30- F- I have had an extremely tough year with my health, possible encephalitis, Ramsay hunt syndrome and then diagnosed with hemiplegic migraines. It has meant that my memory is far from what it used to be and I struggle with remembering peoples names and what I done 5 minutes ago. I completely forgot the day of the week, I just look at the date when I get to my desk. I live at home but I just say morning and go to work, never really speaking to anyone as my new medication makes it hard for me to wake up and I struggle in the morning. I got a phone call on the way to work to say thanks for saying happy anniversary. I said sorry and said happy anniversary to them both. My parents have only been married 4 years so it is not a big anniversary (mum & step dad- been in my life since I was 7). Which I of course will celebrate with them when it comes. I told my mum that it is not a normal thing to do for parents anniversaries sending a card as none of my friends do. She felt hurt I googled that as I was thinking am I meant to send a card (probably bad move). I had already planned to pay for their meal tonight. I have since ordered flowers to be delivered today and got a card for tomorrow, saying I lost it in the work post room. I am feeling awful she feels hurt but it is just a card all the problems are from. Am I in the wrong?
NTA – you shouldn’t be concerned with their anniversary in the slightest, unless it’s a big number (25, 50 years).
NTA. An anniversary is a big deal for the couple involved, not for the rest of their family.
Ummmm what? …. I never heard of having to celebrate SOMEONE ELSE’S anniversary. Sure a phone call maybe. Or perhaps call me poor, but I have never acknowledged or celebrated my parents anniversary in the 30+ years they were married🤷🏽♀️.
They sound like snobs…..
NTA. I’m a firm believer that Anniversaries are the business of the couple only and no one should feel obligated to remember their special day.
NTA, why would anyone apart from your mum and stepdad celebrate their anniversary lol. It has virtually no significance to you. Nobody has ever wished me happy anniversary with my partner, we just celebrate between ourselves.
NTA it’s their anniversary, not yours
NTA, the only person who owes her a happy anniversary greeting is her husband.
Our kids (25 and 21) have never celebrated or been expected to celebrate our anniversaries and we’ve been married 28 yrs
NTA. You’re right, you don’t have to get them a card, they’re being weird. Their anniversary, their responsibility to celebrate, not yours!
NTA in my opinion…
Some families do make a thing out of every anniversary and it’s something the whole family celebrates, but from what I’ve read it doesn’t seem like your family is like that…

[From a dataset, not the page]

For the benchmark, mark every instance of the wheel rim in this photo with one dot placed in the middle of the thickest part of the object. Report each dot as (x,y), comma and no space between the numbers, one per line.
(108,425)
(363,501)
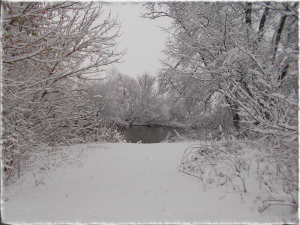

If it was a long standing tradition that you had forgotten then I’d understand why your mums upset but as it stands I don’t think it’s fair for her to make a deal out of it now.
Maybe sit down with your parents and lay out a plan moving forward, perhaps you could celebrate with them on the big ones, 5, 10, 20 years etc and let them celebrate together on the smaller ones.
I’m sure with your memory problems you’ll be able to remember the bigger milestones easier as you’ll have more time for the memory to set in your brain and hopefully your mum will understand that.
Best of luck
Ive been married 30 years never have my kids given me anything or a card for our anniversary and I have never expected them to either
NTA it’s your parents anniversary, not yours. It is between them. I would never expect my child to celebrate our wedding anniversary and I would even be confused about gifts.
Edit: are you often made to feel responsible for your mom’s feelings and emotional regulation?
Didn’t realise you were married to them too? Did they get anything for all of yours anniversary? Since they want you to be included, they surely cant expect you to put in effort and not them, right.
Nta, they clearly eat rocks if they dont know how an anniversary works.
NTA. My MIL usually sends me a happy anniversary message which is nice, but not expected. Nobody else remembers it, including my kids. Which is expected.
Your mom sounds pretty self absorbed to expect you to focus on her anniversary on top of your health issues. I do hope you get well soon.